Have I mentioned my house is bit of a mess? Perhaps that I am less than a stellar house keeper? Have I lamented over the fact that there are exactly zero clutter-free spaces in my home?
I have? Oh yeah. I MUST have because my constant bitching and whining about it actually got me somewhere. It pays to be persistent when confessing your deepest embarrassments. Someone is bound to step out of the blogosphere and offer to put you out of your misery.
A few months ago, I blogged (read: kvetched) about how I can't hire a house keeper because my house is to big of a mess. I resolved to try to do a better job (I think I said something about going through my house once a week and throwing away 50 things? Oh my. Give me a second to control the giggling.) Well, what do you know, but the universe was laughing, too, knowing full well there wasn't a shot in hell I'd actually stick with that clearly reasonable and manageable plan. So, instead, it sent me Pam.
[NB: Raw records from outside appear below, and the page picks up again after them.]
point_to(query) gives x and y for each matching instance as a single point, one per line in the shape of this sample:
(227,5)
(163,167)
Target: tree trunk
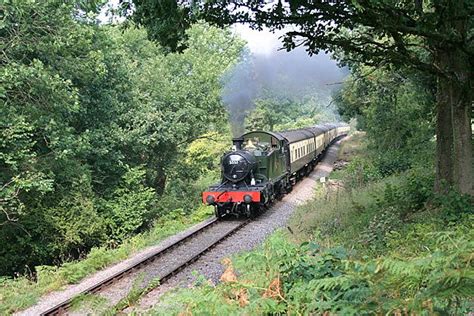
(455,101)
(453,130)
(462,137)
(444,138)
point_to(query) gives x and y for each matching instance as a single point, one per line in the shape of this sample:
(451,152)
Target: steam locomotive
(262,166)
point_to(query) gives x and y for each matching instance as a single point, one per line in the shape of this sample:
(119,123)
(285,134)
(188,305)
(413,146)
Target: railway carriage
(264,165)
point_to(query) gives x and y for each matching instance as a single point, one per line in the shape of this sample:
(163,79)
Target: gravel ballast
(210,265)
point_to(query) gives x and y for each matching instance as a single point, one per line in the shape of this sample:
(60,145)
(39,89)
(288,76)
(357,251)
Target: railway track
(181,254)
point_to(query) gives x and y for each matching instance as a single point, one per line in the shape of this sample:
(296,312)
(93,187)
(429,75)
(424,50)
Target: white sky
(259,42)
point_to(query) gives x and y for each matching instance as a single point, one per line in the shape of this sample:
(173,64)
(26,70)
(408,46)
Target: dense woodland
(108,129)
(96,123)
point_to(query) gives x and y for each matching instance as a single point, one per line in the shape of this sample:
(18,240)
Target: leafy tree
(433,37)
(92,121)
(396,112)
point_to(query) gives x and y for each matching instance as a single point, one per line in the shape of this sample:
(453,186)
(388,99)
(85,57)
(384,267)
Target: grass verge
(20,293)
(363,245)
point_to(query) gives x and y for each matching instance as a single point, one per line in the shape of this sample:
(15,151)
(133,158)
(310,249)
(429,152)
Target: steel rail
(65,305)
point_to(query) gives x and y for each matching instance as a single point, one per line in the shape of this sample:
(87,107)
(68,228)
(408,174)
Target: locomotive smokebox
(238,141)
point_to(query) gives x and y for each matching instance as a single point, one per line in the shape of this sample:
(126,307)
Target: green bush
(282,277)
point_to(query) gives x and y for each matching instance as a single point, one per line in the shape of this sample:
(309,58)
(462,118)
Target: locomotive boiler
(262,166)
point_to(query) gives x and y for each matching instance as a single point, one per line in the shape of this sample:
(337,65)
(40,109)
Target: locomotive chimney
(238,141)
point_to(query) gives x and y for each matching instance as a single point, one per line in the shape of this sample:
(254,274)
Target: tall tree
(432,36)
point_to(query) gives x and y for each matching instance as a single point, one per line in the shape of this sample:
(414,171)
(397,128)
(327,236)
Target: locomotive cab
(246,187)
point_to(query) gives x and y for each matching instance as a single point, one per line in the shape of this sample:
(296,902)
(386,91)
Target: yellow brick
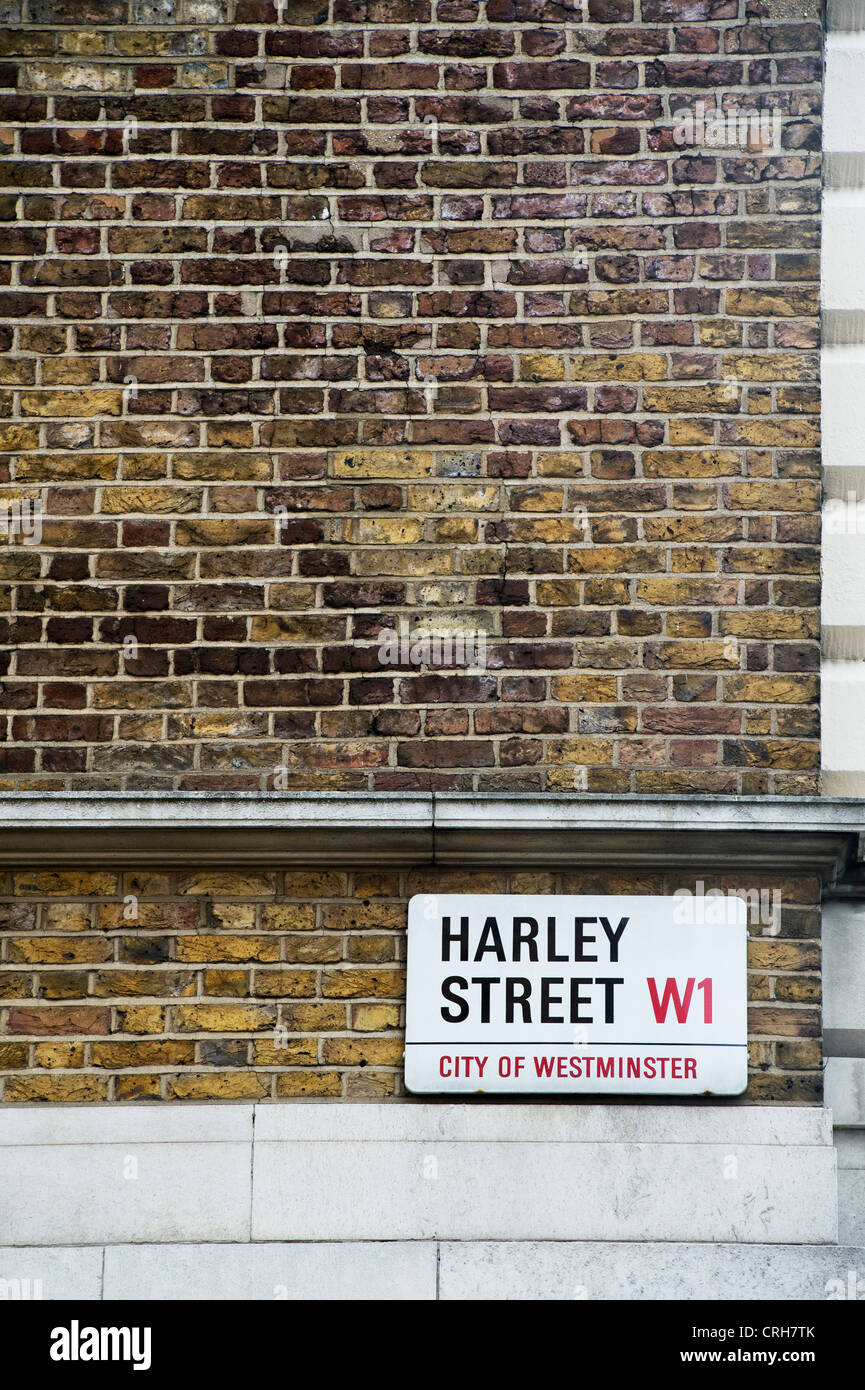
(313,1018)
(691,463)
(67,916)
(223,1018)
(205,948)
(541,367)
(687,398)
(228,886)
(768,954)
(769,366)
(341,984)
(360,916)
(231,916)
(775,496)
(798,988)
(128,501)
(579,752)
(776,690)
(141,1018)
(691,431)
(376,886)
(383,531)
(790,434)
(59,950)
(367,1051)
(289,916)
(374,1018)
(166,1052)
(70,1090)
(292,1052)
(798,624)
(383,463)
(789,303)
(309,1083)
(59,405)
(74,884)
(619,367)
(454,496)
(696,655)
(138,1086)
(232,983)
(586,688)
(369,1086)
(219,1086)
(57,1054)
(285,984)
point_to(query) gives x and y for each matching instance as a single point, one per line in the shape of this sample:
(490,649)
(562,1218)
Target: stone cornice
(167,829)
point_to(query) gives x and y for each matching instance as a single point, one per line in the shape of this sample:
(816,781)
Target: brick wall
(380,310)
(227,986)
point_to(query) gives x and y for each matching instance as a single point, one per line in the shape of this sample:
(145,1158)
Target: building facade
(413,485)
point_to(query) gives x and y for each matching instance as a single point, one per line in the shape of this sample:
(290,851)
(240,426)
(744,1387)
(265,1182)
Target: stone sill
(761,834)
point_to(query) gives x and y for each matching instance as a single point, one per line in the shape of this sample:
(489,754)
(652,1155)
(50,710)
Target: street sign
(576,994)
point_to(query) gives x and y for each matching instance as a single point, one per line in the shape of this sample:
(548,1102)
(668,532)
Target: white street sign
(593,994)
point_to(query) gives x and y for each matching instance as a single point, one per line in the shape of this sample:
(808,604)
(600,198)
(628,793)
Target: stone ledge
(807,836)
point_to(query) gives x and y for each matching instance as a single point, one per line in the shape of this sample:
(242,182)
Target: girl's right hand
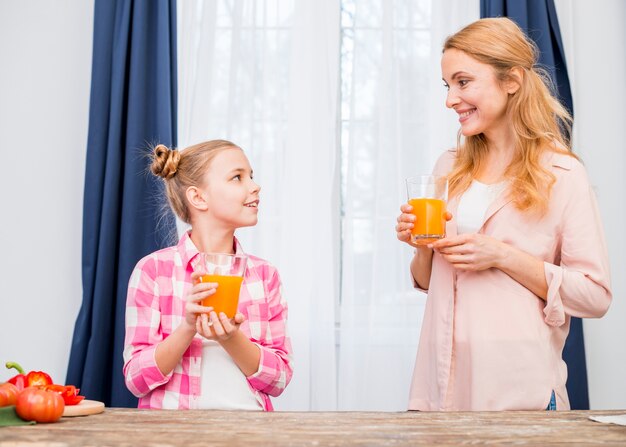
(405,224)
(199,291)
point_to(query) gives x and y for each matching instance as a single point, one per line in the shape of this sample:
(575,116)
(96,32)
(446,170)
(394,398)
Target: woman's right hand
(406,220)
(199,291)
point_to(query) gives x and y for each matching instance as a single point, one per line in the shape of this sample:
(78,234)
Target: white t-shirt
(473,205)
(223,386)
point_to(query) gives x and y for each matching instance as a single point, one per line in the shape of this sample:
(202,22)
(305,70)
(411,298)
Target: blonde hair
(539,120)
(182,169)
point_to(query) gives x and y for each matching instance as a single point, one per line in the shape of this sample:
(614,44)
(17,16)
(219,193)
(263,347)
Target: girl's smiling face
(230,191)
(475,93)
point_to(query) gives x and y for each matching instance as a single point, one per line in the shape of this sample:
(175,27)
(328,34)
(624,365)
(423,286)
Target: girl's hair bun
(164,161)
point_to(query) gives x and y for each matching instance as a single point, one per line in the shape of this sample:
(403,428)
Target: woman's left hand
(218,328)
(471,252)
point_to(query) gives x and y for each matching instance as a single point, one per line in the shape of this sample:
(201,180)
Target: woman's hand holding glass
(406,222)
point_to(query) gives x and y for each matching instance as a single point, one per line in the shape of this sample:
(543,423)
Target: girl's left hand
(471,252)
(218,328)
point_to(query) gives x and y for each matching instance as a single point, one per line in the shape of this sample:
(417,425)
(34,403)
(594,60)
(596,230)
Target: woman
(525,249)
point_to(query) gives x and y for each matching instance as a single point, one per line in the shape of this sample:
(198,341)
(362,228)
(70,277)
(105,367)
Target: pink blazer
(487,342)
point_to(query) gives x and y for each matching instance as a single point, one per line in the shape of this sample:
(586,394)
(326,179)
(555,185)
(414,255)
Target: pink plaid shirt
(155,307)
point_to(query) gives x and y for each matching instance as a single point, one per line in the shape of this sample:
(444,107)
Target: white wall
(45,71)
(45,54)
(594,36)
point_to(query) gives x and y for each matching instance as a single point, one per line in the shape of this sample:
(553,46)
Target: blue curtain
(538,18)
(132,105)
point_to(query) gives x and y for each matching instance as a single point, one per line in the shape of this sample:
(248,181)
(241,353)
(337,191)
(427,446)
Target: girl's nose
(451,99)
(256,188)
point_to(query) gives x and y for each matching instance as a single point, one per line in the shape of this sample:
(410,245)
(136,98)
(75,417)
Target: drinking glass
(227,271)
(427,194)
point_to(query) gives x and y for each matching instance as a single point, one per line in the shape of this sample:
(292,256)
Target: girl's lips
(465,114)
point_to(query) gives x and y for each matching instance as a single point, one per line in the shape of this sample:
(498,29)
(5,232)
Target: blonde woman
(525,248)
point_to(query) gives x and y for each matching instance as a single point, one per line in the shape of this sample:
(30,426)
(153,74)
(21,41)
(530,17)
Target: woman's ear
(516,77)
(195,199)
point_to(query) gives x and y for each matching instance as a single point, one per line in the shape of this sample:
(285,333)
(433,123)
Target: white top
(470,214)
(223,386)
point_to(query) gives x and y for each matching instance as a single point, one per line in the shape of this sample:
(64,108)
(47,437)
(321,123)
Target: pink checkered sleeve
(275,368)
(143,334)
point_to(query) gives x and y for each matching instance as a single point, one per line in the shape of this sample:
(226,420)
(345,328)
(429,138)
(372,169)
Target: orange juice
(430,222)
(226,296)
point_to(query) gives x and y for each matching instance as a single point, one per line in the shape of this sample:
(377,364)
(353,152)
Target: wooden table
(131,427)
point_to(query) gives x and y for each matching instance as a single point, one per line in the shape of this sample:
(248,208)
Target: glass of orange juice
(427,194)
(227,271)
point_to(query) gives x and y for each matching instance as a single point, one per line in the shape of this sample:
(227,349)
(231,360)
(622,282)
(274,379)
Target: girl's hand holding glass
(218,328)
(199,291)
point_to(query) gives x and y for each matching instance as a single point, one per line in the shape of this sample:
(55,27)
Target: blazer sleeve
(580,284)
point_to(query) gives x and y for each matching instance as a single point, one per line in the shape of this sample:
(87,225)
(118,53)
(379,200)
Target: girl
(178,353)
(525,250)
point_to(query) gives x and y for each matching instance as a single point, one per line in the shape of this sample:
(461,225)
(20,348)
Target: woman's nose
(451,99)
(256,188)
Pam reads mah blog. She likes to organize. She took pity on me (or on the poor child I'm raising amongst my squalor). She emailed me and said, "Hey, I might be able to help you!" And the clouds parted, the angels sang and in my mind's eye, I suddenly saw the possibility of a home worthy of the pages of a Pottery Barn catalog rather than the tornado-esque ruin of junk mail, sippy cups and random IKEA train track pieces that is my current living situation.
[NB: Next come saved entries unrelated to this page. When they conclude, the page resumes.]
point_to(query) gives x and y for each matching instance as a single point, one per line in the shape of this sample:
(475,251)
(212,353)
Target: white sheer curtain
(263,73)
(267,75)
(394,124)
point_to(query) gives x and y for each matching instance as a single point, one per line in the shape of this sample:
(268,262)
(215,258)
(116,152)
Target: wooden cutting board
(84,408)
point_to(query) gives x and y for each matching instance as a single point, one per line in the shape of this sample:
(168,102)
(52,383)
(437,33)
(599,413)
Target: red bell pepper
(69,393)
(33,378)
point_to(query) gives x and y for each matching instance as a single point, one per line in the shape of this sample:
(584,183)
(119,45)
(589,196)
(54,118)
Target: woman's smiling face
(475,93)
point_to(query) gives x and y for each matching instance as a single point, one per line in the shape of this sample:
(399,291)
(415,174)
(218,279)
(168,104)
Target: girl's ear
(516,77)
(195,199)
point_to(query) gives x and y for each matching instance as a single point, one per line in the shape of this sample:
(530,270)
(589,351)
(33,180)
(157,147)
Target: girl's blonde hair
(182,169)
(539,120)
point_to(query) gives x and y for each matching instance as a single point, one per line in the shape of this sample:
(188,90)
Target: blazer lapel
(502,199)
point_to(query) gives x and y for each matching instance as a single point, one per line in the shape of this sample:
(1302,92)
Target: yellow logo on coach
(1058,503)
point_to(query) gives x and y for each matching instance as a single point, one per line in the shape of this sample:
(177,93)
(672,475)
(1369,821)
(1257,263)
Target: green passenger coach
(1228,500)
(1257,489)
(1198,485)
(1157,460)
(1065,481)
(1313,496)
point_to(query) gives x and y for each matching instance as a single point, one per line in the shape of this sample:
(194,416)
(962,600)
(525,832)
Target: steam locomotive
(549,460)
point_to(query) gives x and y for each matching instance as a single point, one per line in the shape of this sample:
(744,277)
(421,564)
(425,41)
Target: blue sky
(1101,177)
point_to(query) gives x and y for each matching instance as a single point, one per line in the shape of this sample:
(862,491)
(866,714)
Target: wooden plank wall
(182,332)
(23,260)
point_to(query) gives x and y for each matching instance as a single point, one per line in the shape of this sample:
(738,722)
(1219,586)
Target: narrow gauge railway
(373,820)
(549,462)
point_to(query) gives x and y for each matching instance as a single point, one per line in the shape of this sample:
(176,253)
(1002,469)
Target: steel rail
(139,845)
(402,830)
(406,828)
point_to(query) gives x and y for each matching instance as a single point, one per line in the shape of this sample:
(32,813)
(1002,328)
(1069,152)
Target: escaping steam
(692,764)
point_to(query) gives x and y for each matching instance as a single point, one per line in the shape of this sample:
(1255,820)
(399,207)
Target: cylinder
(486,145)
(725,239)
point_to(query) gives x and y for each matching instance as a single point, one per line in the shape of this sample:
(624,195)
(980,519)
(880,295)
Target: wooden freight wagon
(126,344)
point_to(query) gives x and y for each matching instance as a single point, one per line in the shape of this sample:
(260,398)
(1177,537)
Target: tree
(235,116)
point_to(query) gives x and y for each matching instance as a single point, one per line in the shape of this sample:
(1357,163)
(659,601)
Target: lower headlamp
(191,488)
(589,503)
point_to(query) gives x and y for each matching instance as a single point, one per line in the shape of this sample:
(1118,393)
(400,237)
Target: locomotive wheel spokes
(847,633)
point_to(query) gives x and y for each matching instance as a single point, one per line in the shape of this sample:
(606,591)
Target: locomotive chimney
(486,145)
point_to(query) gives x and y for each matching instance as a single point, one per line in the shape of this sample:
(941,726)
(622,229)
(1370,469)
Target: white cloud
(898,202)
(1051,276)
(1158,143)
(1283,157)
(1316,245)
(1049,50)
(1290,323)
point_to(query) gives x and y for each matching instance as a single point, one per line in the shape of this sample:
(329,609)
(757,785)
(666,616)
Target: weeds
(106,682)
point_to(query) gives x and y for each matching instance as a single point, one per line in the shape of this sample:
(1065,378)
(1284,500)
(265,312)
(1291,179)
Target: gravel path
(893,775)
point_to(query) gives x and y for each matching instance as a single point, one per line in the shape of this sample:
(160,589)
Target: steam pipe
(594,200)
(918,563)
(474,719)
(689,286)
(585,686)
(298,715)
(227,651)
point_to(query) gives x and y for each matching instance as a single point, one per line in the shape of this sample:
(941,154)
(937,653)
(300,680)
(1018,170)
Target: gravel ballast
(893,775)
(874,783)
Husband and I briefly discussed the possibility that this "Pam" person might be a big hairy ax murderer jockeying for a shot on the evening news. We thought maybe it wasn't a good idea. Then I opened a cabinet in the kitchen to get a pot for dinner and three pots (and their mismatched lids) fell onto my fragile little toes. That decided it for me. Big hairy ax murderer or not, Pam was going to help me get my life in order.
Much to our relief, Pam is nothing remotely like a big hairy ax murderer. She is indeed a completely pleasant and charmingly anal retentive, self-professed Type-A'er. Let me tell you, it is refreshing to have some of that energy in my house. We are not type-A'ers here. We could stand to be at least type-B or C'ers. But on an alphabetical scale of organizational compulsions, "A" being highest, we are in the "W, X, Y, and Z" range (which reminds me, Ethan pronounces the letter W, "dubya", apparently as an homage to our smartest president ever. I couldn't make this shit up). So anyway, having a bit of "A" in our home was a very, very good thing.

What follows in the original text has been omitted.